Guideline B-20 has been somewhat of a boon to the alternative lending space, but as the market trudges along, lenders are busier than ever with broker outreach.
“The most important thing we try to tell brokers is that we want to be their partner and stand next to them,” said Lisa Abbatangelo, vice president of mortgage operations at Community Trust. “Of course we can help them with their deals, but rather than work on a transactional basis like a factory, we want to help them with their business and for them to help us understand their strategy, vision and goals.”
Given the option, most brokers understandably prefer the prime space, but as B-20 has rendered it prohibitive for a great many borrowers, they’re in search of solutions.

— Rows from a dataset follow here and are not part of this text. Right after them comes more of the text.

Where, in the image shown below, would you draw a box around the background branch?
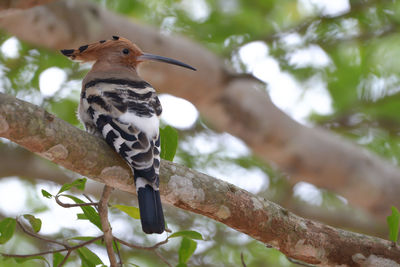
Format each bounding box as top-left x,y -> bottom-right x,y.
0,94 -> 400,266
0,0 -> 400,223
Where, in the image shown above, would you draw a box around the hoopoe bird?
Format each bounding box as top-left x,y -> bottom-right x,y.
61,36 -> 196,234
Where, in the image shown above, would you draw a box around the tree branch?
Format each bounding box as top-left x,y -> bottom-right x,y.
98,185 -> 117,267
0,93 -> 400,266
0,0 -> 400,223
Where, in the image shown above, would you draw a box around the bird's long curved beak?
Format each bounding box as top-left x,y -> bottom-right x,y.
137,54 -> 196,70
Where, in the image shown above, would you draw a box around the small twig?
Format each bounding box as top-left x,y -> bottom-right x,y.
153,249 -> 172,267
240,252 -> 247,267
114,237 -> 168,250
57,250 -> 72,267
16,217 -> 70,249
83,194 -> 99,212
54,195 -> 99,208
114,241 -> 123,266
98,185 -> 117,267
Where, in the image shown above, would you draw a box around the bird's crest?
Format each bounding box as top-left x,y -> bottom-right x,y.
61,36 -> 196,70
61,36 -> 143,62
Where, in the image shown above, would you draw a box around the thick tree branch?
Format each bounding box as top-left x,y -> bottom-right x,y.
0,93 -> 400,266
0,0 -> 400,222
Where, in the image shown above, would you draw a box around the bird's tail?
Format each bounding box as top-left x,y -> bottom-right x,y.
137,184 -> 165,234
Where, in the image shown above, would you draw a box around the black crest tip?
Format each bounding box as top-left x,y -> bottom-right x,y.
79,45 -> 88,53
60,49 -> 75,57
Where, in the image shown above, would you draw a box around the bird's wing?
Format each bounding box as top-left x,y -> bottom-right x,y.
82,84 -> 161,187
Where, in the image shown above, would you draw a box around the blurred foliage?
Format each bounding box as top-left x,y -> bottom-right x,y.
0,0 -> 400,266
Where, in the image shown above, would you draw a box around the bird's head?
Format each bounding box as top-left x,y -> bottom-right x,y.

“Brokers have always worked with us in the alternative space, and they’re still there, but, definitely, some brokers who previously spent most of their time in the prime space are giving us some calls to find out what we do and how we can help them,” said Abbatangelo. “I think that, for the brokers who aren’t used to working with lenders in the alternative space, it takes time to build those relationships and to get to know each other.”
Rajan Kaushal, president of Tribecca Finance, expects the alternative space to keep growing—and with it, Tribecca. He added that—as any broker would know—the stronger the relationship, the stronger the accommodation.
“The majority of our business comes from the mortgage broker industry, and some relationships have been built over 15, 20 years,” he said. “When the relationship builds, we can do more in terms of providing the broker more exceptions and more accommodations. Once those relationships build, many good things come from it. The broker definitely benefits.”
The market has been slower this spring than many anticipated. While, because of B-20, a slow first quarter was expected, most observers thought spring would be frenzied as usual. Kaushal says that has made the alternative space even more essential.
“It brings a lot of value,” he said. “With sales being down and less there being less activity, brokers need to look at all aspects in terms of being able to do more business and do more mortgages with the alternative side. There are many products outside of conventional mortgages. Having access to relationships with alternative lenders allow them to do more for their clients and to service them better, and, ultimately, to do more business in an environment in which there’s less activity.”